Carl Orff

Born - Jul 10, 1895   |   Died - Mar 29, 1982   |   Genres - Music, Avant-garde / Experimental

Share on

Carl Orff was born into an old Bavarian military family and learned piano, organ, and cello at an early age. His first works show the influence of the Impressionist composers but he soon became drawn to ancient Greek tragedy, the aesthetics of the Baroque period and Christian mystery plays, and traditional Bavarian folk music. His style changed to a spare, direct, modal style with dramatic tension and exuberance expressed outright or just below the surface. This similar texture can be heard in its most refined state in the operas Antigonae (1949), Oedipus der Tyrann (1959), and Ein Sommernachtstraum (1939-1962), but the first piece in which it occurred is still the most compelling and seems to flow directly from the composer's imagination (unlike some later vulgarizations where he plagiarized his first success). This first piece was the popular cantata Carmina Burana (Songs of Beuren, 1937) and the most quoted of all his compositions. Originally conceived for the stage, Carmina Burana is a setting for soloists, chorus, and orchestra (including two pianos) of profane poems in low Latin and German from the 13th century sung by the Benediktbeuern monks. The texts have as their subjects drinking wine, nature, and love. The section most quoted, "Fortuna Imperatrix Mundi," praises Fortune with a muted to full-voiced chorus underscored by a subdued pulsing, skulking rhythmic pedal point (pizzicato strings, piano bass octaves, staccato "toots" from bassoons, and low clarinets). This section is also often imitated (like B. Herrmann's Psycho string slashes, for example) in original scores by other film composers. Carmina Burana excerpts occur in moments of mystery and dementia, such as in Shylock (1999), The General's Daughter (1999), Sady skorpiona (Garden of Scorpions, 1991), The Doors (1991), Excalibur (1981), Salo, or the 120 Days of Sodom (1975), and Ternos Caçadores (1969) (aka Jailbird). Jean-Pierre Ponnelle's Carmina Burana (1976) is the only filmic realization based on the original work.
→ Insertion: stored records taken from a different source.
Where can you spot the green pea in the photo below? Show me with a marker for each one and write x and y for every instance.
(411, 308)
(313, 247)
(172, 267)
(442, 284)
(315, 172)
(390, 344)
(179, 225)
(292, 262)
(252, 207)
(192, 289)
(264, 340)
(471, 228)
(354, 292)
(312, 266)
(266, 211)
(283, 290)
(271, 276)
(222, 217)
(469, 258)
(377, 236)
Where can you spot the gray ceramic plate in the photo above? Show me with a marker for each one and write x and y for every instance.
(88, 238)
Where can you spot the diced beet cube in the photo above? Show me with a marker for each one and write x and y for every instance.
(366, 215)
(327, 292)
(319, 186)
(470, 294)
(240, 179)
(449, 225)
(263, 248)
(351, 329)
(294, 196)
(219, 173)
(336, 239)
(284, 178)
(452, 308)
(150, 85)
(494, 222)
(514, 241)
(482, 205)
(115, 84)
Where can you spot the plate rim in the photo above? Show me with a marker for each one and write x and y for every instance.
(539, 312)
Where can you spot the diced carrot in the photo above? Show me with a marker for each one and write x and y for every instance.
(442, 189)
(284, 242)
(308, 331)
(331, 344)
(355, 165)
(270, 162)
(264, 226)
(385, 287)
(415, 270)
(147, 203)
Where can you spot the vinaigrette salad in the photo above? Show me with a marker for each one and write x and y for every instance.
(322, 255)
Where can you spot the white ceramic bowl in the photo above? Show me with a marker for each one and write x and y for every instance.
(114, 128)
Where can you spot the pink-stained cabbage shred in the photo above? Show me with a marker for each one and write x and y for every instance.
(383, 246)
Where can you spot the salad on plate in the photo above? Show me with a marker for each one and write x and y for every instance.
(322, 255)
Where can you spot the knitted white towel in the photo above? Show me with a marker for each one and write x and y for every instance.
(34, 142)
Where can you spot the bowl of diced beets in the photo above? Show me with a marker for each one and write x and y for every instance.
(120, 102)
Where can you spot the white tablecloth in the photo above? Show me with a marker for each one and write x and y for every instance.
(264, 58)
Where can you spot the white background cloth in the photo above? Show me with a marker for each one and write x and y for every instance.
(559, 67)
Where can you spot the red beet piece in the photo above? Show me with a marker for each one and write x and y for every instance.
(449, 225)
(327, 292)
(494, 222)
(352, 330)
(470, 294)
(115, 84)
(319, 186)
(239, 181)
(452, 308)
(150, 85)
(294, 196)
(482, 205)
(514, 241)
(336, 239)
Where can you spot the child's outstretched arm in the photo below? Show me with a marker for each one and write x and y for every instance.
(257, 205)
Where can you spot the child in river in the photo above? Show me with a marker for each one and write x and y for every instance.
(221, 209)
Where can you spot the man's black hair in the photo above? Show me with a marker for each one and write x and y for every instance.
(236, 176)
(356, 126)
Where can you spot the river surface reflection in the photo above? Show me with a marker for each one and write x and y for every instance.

The dark humor of Badlands (1973) is wonderfully enhanced by Orff's Musica Poetica for wooden xylophone-like, metal gamelan-like instruments, tympani, and occasional chorus vocals (with words from ancient children's rhymes to the poetry of Sophocles, Goether, and Hölderlin). The universal title Musica poetica was given to the series of ten records of the composer's Schulwerk, music to be played and sung by children, issued by the French label Harmonium Mundi between 1963 and 1975. The Orff-Schulwerk became renown in educational work throughout the world. It was based on the composer's belief that children should not be taught music in isolation from kinetic movement, theater, and speech. In Badlands, the character Holly's offscreen narration throughout the movie concerning her adventures with her gentle, sociopathic boyfriend Kit, whom she thinks looks like James Dean in blue jeans, is perfectly accompanied by the Orff music which combines a simple, direct naivety of harmony and rhythm with a conceptuality foreign to the badlands of 1959 Montana. Especially effective is the use of an old folk song-setting in Phrygian mode that highlights the burning of Holly's house after Kit has shot her father. Other music by Erik Satie, James Taylor, George Tipton, and Nat "King" Cole fill out the soundtrack.

Tony Scott's True Romance (1993) makes similar use of pieces from the Orff-Schulwerk to accompany the adventures of Clarence and Alabama in this crime-drama-romance.

Another style that arises occasionally in Orff's works is that of the grotesque and surreal, heard in Der Mond and the anti-Fascist Die Kluge. His Trionfo di Afrodite appears in an adapted version in Liquid Sky (1982). Unfortunately, there are no biopics concerning this often controversial composer.